UCLA

Directed acyclic graph (DAG) are widely used for modeling all kinds of relations and processes. Learning DAG structure from observational data is a challenging problem. In this dissertation, we develop novel methods for learning causal DAGs.

First we work on learning the DAG structure with predefined outcomes by a Bayesian hierarchical model, where the outcomes are ``mixed'' in the sense that some may be continuous, some binary and others may be counts. We concern with multivariate point-referenced data, where each location yields measurements on multiple variables and build a joint model by hierarchically building conditional distributions with different spatial processes embedded in each conditional distribution. Comparisons in simulation study and data analysis across different spatial models show that the performance is greatly improved by incorporating spatial processes.

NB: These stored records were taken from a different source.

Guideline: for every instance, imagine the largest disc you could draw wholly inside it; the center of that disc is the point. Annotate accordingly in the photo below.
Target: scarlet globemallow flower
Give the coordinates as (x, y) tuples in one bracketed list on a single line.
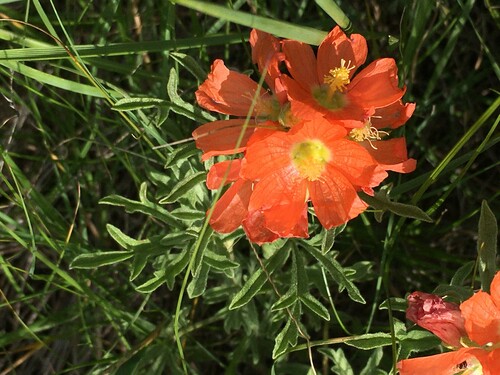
[(326, 84), (233, 93), (479, 352), (229, 92), (442, 318), (314, 162)]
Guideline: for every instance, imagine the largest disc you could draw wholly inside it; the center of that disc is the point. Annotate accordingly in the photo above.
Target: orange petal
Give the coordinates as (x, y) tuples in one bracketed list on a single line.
[(352, 115), (356, 163), (301, 63), (336, 47), (303, 104), (229, 92), (482, 318), (391, 155), (334, 199), (495, 289), (392, 116), (223, 173), (266, 156), (266, 54), (221, 137), (230, 210), (444, 364), (376, 85), (282, 199)]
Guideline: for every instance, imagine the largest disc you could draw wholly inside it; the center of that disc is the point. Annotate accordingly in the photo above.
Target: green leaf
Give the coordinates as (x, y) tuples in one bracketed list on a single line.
[(462, 274), (190, 64), (381, 201), (287, 336), (130, 104), (286, 300), (151, 285), (183, 187), (255, 283), (373, 362), (370, 341), (219, 262), (182, 107), (198, 283), (122, 239), (342, 366), (100, 259), (397, 304), (176, 266), (336, 271), (487, 246), (140, 261), (315, 306), (200, 252), (143, 206), (417, 340), (279, 28), (329, 237)]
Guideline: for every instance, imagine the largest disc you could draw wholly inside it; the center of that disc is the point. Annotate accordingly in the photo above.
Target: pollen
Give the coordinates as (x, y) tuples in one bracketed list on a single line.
[(310, 158), (367, 133), (338, 78)]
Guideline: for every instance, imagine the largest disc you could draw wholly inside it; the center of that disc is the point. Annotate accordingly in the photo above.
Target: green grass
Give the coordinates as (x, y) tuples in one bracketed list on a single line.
[(106, 263)]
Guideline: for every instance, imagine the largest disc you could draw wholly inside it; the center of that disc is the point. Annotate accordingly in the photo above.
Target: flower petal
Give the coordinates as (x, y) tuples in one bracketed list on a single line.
[(356, 163), (442, 318), (444, 364), (301, 63), (266, 156), (282, 199), (229, 92), (336, 47), (266, 54), (221, 137), (393, 115), (391, 155), (376, 85), (334, 199)]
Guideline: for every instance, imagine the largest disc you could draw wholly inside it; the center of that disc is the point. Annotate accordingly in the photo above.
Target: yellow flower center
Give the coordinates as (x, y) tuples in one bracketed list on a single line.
[(310, 158), (367, 133), (338, 78)]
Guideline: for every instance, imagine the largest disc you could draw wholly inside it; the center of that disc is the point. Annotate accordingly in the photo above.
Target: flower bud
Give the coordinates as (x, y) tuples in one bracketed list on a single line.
[(442, 318)]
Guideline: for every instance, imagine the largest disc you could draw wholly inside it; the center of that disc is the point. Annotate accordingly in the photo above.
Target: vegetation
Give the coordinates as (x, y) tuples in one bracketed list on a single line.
[(106, 262)]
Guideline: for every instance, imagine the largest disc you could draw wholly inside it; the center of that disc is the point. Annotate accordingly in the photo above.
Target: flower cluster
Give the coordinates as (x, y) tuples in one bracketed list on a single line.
[(472, 329), (318, 134)]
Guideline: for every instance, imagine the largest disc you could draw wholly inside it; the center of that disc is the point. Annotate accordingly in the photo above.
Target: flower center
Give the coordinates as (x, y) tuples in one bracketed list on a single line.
[(310, 158), (338, 79), (367, 133)]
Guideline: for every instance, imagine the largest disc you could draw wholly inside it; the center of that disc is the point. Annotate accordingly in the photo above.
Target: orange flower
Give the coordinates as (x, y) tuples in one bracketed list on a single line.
[(232, 93), (326, 85), (481, 315), (313, 161), (442, 318)]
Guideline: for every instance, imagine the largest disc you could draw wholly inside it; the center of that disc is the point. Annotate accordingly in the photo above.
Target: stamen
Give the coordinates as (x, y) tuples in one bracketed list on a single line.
[(338, 78), (367, 133)]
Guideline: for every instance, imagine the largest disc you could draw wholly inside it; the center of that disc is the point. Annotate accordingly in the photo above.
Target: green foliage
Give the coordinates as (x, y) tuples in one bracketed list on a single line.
[(107, 264)]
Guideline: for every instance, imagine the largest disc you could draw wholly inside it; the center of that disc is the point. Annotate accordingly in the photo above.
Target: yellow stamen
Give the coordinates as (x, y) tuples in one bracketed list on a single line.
[(338, 78), (310, 158), (367, 133)]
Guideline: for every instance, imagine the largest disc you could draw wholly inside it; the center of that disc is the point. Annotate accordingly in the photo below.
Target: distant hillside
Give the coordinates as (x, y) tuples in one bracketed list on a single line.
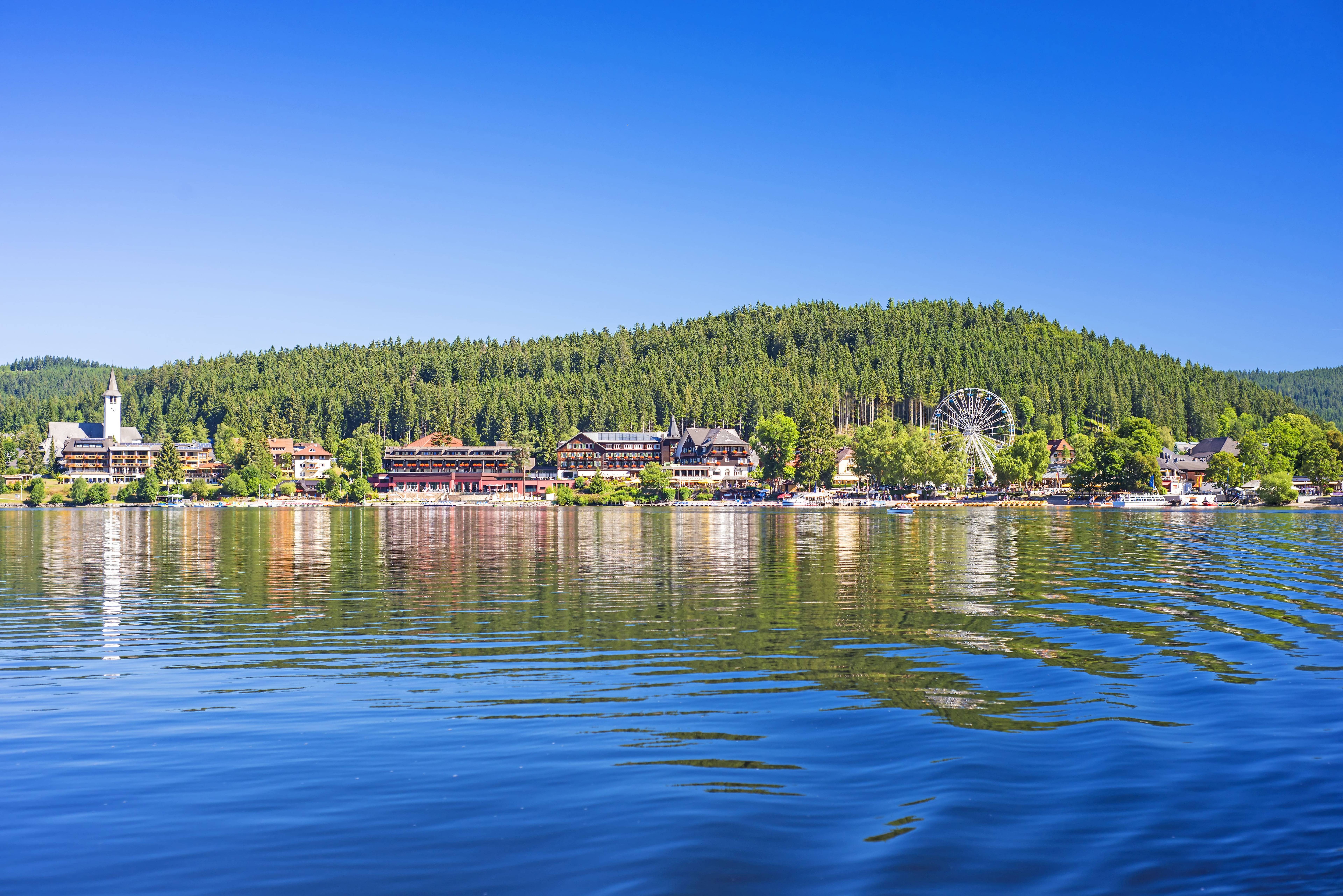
[(53, 389), (729, 369), (1319, 390)]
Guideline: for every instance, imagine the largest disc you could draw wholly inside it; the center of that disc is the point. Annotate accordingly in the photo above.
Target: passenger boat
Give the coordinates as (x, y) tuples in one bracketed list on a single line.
[(806, 499), (1139, 502)]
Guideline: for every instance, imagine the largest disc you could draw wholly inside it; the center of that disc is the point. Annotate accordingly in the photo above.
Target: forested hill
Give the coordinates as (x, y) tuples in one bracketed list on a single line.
[(37, 379), (1319, 390), (729, 369)]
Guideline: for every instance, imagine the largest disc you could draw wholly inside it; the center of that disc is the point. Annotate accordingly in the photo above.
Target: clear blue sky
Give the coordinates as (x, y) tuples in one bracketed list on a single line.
[(203, 178)]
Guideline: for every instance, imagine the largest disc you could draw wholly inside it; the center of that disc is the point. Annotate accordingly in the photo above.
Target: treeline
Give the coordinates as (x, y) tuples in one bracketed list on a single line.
[(52, 389), (1318, 390), (733, 370)]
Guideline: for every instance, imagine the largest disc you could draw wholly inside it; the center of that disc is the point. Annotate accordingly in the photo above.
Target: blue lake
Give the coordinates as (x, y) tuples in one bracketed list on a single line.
[(671, 702)]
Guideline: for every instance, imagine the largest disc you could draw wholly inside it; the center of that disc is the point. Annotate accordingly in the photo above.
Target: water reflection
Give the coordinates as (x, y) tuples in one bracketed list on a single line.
[(669, 700), (112, 585), (879, 610)]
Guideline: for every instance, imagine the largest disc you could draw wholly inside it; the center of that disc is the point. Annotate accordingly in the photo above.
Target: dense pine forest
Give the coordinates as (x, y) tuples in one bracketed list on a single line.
[(733, 369), (1318, 390), (38, 379)]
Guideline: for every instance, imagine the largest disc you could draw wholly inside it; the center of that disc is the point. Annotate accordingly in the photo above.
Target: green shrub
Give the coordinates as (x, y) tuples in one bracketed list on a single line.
[(1276, 490), (147, 490)]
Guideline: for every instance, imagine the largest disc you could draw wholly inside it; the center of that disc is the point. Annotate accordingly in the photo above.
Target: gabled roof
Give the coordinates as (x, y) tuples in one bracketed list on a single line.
[(624, 437), (1215, 445), (429, 443), (715, 437)]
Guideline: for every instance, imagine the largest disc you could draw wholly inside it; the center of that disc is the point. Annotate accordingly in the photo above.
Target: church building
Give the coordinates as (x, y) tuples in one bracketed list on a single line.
[(111, 452), (111, 428)]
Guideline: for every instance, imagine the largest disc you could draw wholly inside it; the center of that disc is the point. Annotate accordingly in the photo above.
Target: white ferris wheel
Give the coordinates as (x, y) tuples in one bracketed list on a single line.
[(984, 422)]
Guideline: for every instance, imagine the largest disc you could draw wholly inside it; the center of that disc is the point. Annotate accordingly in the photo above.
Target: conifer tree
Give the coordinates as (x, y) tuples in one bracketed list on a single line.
[(168, 465)]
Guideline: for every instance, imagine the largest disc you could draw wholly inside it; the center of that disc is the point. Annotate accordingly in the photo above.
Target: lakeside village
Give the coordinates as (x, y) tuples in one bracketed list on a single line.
[(804, 463)]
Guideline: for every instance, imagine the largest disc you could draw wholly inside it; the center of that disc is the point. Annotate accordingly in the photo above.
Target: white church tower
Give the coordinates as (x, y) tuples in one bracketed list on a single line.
[(112, 410)]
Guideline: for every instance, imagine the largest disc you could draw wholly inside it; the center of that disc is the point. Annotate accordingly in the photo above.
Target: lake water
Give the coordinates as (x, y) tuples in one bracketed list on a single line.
[(671, 702)]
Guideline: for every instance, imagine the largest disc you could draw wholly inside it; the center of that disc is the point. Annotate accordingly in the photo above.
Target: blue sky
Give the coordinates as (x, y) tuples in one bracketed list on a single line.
[(193, 179)]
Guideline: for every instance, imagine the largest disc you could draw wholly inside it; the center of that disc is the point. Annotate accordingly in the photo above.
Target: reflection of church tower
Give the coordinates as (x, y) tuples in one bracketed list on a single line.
[(669, 441), (112, 410)]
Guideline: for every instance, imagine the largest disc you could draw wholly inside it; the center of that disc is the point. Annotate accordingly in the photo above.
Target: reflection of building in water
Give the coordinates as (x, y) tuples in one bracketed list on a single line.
[(974, 557), (690, 553), (112, 586)]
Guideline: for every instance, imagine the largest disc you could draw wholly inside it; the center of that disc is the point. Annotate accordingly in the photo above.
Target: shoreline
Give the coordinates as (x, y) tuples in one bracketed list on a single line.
[(706, 506)]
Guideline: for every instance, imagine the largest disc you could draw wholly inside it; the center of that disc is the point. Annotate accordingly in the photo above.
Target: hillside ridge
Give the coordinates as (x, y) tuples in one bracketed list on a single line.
[(726, 369)]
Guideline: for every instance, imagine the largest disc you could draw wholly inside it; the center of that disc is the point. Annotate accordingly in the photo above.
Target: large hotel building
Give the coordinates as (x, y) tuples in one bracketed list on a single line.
[(426, 468), (112, 452), (694, 456)]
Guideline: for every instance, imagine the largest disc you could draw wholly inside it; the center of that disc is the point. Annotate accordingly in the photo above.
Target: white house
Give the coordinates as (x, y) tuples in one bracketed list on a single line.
[(311, 461)]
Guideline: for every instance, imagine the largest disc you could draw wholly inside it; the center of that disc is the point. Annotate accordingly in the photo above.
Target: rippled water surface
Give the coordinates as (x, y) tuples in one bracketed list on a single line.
[(671, 702)]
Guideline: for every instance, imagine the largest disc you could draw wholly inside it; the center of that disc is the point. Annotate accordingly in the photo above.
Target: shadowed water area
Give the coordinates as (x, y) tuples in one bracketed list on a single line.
[(671, 702)]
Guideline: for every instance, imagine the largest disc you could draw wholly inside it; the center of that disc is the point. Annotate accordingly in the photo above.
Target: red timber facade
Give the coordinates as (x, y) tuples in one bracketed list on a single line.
[(452, 468)]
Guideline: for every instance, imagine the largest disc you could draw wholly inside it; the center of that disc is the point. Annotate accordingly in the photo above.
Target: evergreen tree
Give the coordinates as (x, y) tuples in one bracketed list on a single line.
[(34, 460), (168, 465), (816, 444), (147, 490), (776, 441), (739, 367), (257, 452)]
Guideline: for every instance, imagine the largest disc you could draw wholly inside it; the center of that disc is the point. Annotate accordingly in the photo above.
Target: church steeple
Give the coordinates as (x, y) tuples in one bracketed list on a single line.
[(112, 410)]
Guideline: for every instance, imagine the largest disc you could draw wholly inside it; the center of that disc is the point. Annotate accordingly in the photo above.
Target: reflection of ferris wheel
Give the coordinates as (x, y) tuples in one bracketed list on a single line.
[(984, 422)]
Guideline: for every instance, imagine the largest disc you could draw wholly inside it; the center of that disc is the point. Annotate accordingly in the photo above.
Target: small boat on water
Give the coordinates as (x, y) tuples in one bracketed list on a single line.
[(1139, 502)]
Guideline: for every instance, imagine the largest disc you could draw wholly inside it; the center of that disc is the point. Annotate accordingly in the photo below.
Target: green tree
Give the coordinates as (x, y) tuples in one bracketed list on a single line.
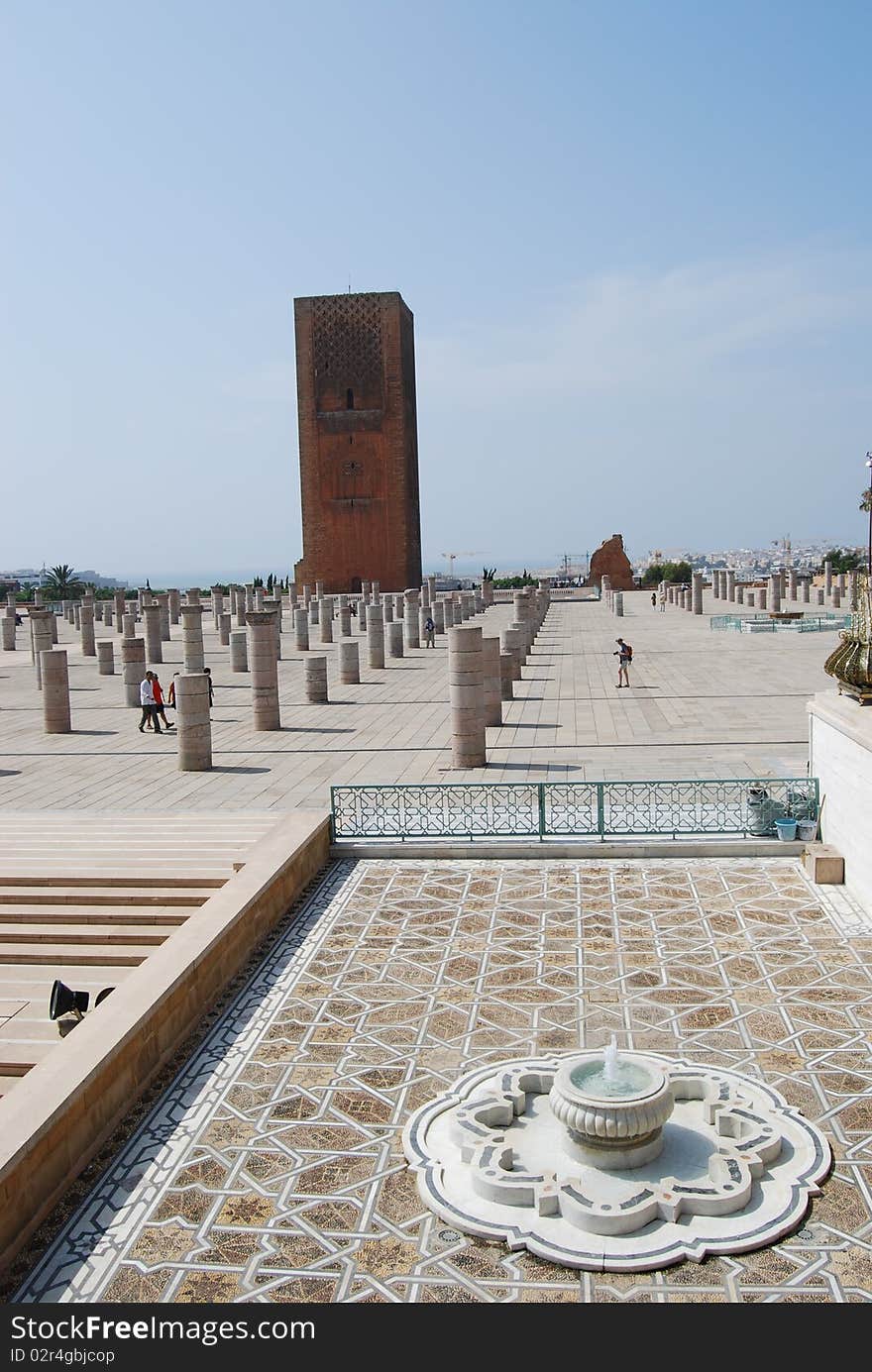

The second problem we try to solve is the causal relation determination in the bivariate case, i.e. to determine the direction between X and Y. We restrict our attention to non-invertible causal relations between variables and develop a novel testing method for deciding the causal direction. We propose a bivariate nonlinear SEM, where the function f is non-invertible and identify the causal direction by testing for the non-invertibility of the function f. Piecewise linear function with two pieces can capture the change in functional relationships and is used for approximating the non-invertible function f.

Causal DAGs are usually not identifiable from observational data and most existing methods only estimate a DAG up to its equivalence class. For the situation with more than two variables, instead of applying the bivariate non-invertible causal model to all of the given variables directly, we avoid the exhaustive search over all possible causal structures by combining current linear structure learning algorithms with our non-invertible causal learning algorithm. In our implementation, an initial graph is first constructed using a structure learning algorithm, then updated by our non-invertible nonlinear causal learning (NNCL) algorithm. Extensive numerical comparisons show that our algorithms outperform existing DAG learning methods in identifying causal graphical structures. We illustrate the practical application of our methods using two real-world data sets: flow cytometry data set and ChIP-Seq gene expression data set.